Molecular dynamics or MD is a computational approach that simulates the movements of molecules. Typically we are simulating the motions of one molecule to illustrate and understand how populations of this molecule behave in laboratory or cellular environments. The theoretical underpinnings of MD are based in statistical mechanics and predicting the motions of spheres. As knowledge of chemical systems advanced and computers became more accessible, the spheres have become more molecular and information like hydrogen bonding and charges are included. Wikipedia has a good [timeline and description of MD](https://en.wikipedia.org/wiki/Molecular_dynamics).

## Why is MD useful?
Molecules are in motion! While we frequently say structure determines function, that is a bit of an oversimplification. A more complete description is that structure determines how the molecule moves which determines properties and function. The movements of molecules are connected to forming interactions with ligands and cofactors, catalytic activity, and other chemical properties. Thus a structure is a picture of a horse, while MD is a movie of the horse racing showing how fast the horse is and how each part of the horse is involved in winning the race.

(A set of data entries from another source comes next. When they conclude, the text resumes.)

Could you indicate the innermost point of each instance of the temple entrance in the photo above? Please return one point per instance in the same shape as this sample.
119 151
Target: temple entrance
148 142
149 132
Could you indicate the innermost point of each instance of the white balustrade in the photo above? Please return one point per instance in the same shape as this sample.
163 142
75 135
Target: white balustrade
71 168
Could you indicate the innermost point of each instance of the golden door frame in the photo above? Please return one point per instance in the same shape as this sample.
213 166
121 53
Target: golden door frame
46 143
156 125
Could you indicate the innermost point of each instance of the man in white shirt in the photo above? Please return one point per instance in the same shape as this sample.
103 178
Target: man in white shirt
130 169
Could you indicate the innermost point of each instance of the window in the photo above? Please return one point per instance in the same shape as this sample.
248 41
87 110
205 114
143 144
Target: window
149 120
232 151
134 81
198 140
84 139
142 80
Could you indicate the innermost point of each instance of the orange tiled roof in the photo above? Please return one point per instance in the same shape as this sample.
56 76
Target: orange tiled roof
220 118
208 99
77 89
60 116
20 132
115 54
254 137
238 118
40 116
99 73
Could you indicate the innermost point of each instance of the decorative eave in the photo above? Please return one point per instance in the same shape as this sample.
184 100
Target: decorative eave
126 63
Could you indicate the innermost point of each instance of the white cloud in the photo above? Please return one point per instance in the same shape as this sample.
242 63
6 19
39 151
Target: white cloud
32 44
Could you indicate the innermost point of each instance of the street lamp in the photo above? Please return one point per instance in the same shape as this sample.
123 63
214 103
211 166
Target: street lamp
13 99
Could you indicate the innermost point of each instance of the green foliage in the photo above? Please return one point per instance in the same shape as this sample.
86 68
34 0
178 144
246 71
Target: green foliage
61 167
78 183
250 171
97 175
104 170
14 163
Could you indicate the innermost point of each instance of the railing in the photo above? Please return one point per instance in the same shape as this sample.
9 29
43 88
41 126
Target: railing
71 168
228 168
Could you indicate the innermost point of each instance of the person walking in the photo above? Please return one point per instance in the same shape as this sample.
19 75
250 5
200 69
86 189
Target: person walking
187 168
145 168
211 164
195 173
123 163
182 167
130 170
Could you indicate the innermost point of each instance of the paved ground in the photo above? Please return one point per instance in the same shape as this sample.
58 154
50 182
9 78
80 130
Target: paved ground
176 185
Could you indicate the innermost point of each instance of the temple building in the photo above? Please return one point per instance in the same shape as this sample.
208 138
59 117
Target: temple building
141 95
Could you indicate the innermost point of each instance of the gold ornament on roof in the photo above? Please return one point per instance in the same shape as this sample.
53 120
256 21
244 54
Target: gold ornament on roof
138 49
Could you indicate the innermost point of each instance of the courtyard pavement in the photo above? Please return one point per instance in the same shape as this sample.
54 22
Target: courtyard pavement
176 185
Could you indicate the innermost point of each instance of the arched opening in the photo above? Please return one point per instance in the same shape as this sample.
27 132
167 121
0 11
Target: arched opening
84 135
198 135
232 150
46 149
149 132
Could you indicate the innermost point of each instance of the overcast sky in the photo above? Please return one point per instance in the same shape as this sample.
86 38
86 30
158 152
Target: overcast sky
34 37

[Short introductory video](https://www.loom.com/share/e3ed804926874bf4ab1f8025ddb5be12?sid=997813cd-9653-4fd5-bfc8-6e2e3dd361a6)

From this fundamental description, it is then possible to model how changes in the protein structure from ligand binding or sequence changes or post-translational modification affect the dynamics and function of the molecule.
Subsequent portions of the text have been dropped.